Claude Barruck Joseph Lelouch (French: [ləluʃ]; born 30 October 1937) is a French film director, writer, cinematographer, actor and producer.
The real loser of our times is the one who is expected to win.
The last film is always the most important.
Cinema is dominated by stars you like from the get go.
People are too pretentious in France to like Sarkozy. But he'd be a fabulous president for America.
If you want to kill someone, you'd better pull off a perfect crime. Our security lies in the fact that that's damnably hard to do.
Hollwood creates useful entertainment. There are millions of people on earth who need distraction and American cinema fulfills that function.
I see a film as a puzzle, with a beginning, middle, and end, but I like to start at the end sometimes.
Appearance is valued too much in our society.
I've seen many films and read lots of thrillers - and I'm always disappointed that I can guess the story before the other viewers.
The perfect crime is when you push someone to suicide. I once read a study that said everyone in the course of their life has thought of killing someone.
I sometimes follow people who attract my curiosity in the street for five, ten minutes.
I decided that one day I had to make a film where the viewer couldn't possibly guess the end.
Film-making is like spermatozoa: only one in a million makes it.
It's funny: half my films were flops, half did well. It would be terrible if I'd had only success.
Each time I hit a low point I learn the most.
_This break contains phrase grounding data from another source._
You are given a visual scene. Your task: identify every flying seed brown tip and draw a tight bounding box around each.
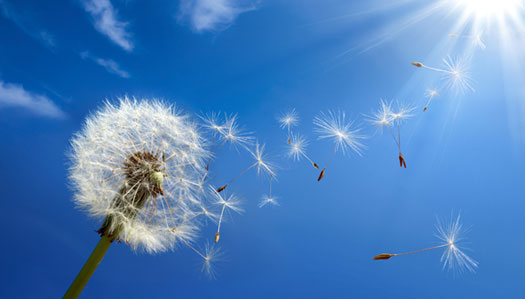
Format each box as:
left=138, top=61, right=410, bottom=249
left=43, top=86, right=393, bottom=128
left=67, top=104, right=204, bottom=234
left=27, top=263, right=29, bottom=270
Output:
left=217, top=185, right=227, bottom=193
left=317, top=168, right=326, bottom=181
left=399, top=153, right=406, bottom=168
left=313, top=163, right=319, bottom=169
left=411, top=62, right=423, bottom=68
left=373, top=253, right=394, bottom=260
left=214, top=232, right=220, bottom=243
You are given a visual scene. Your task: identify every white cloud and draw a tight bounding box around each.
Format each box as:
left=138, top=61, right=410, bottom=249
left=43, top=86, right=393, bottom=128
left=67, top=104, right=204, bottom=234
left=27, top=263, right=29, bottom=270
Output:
left=82, top=0, right=133, bottom=51
left=178, top=0, right=257, bottom=33
left=80, top=51, right=130, bottom=78
left=0, top=1, right=57, bottom=50
left=0, top=81, right=65, bottom=118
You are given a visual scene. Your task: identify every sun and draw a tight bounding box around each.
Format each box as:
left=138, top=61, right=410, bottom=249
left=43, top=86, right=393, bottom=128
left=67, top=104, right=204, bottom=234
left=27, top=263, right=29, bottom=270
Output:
left=455, top=0, right=522, bottom=18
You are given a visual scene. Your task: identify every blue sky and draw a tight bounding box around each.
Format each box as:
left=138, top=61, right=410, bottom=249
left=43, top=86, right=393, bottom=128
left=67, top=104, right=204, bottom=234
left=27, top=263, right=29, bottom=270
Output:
left=1, top=0, right=525, bottom=298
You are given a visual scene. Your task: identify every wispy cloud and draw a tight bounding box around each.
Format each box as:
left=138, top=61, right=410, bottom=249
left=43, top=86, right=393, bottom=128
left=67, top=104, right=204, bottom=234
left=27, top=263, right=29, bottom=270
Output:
left=80, top=51, right=130, bottom=78
left=0, top=80, right=65, bottom=118
left=82, top=0, right=133, bottom=51
left=0, top=0, right=56, bottom=50
left=178, top=0, right=257, bottom=33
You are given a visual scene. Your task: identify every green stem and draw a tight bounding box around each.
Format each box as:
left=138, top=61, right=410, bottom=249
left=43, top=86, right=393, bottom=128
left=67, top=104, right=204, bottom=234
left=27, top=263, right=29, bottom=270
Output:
left=64, top=235, right=113, bottom=298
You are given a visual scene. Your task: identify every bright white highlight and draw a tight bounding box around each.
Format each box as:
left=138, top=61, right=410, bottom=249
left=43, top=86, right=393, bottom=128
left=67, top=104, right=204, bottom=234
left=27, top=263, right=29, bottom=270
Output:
left=455, top=0, right=521, bottom=18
Failure is the best university.
You have to strike hard from the beginning and create a depressurizing zone between the viewer's own life and the one onscreen. The creators of James Bond got it right: the attention-grabbing scene of each Bond movie is the very first one, before the opening credits.
The constant in my films is love stories. I consider love the chief business of humanity.
Shame is very painful to endure. For me it makes perfect sense that the character would kill herself.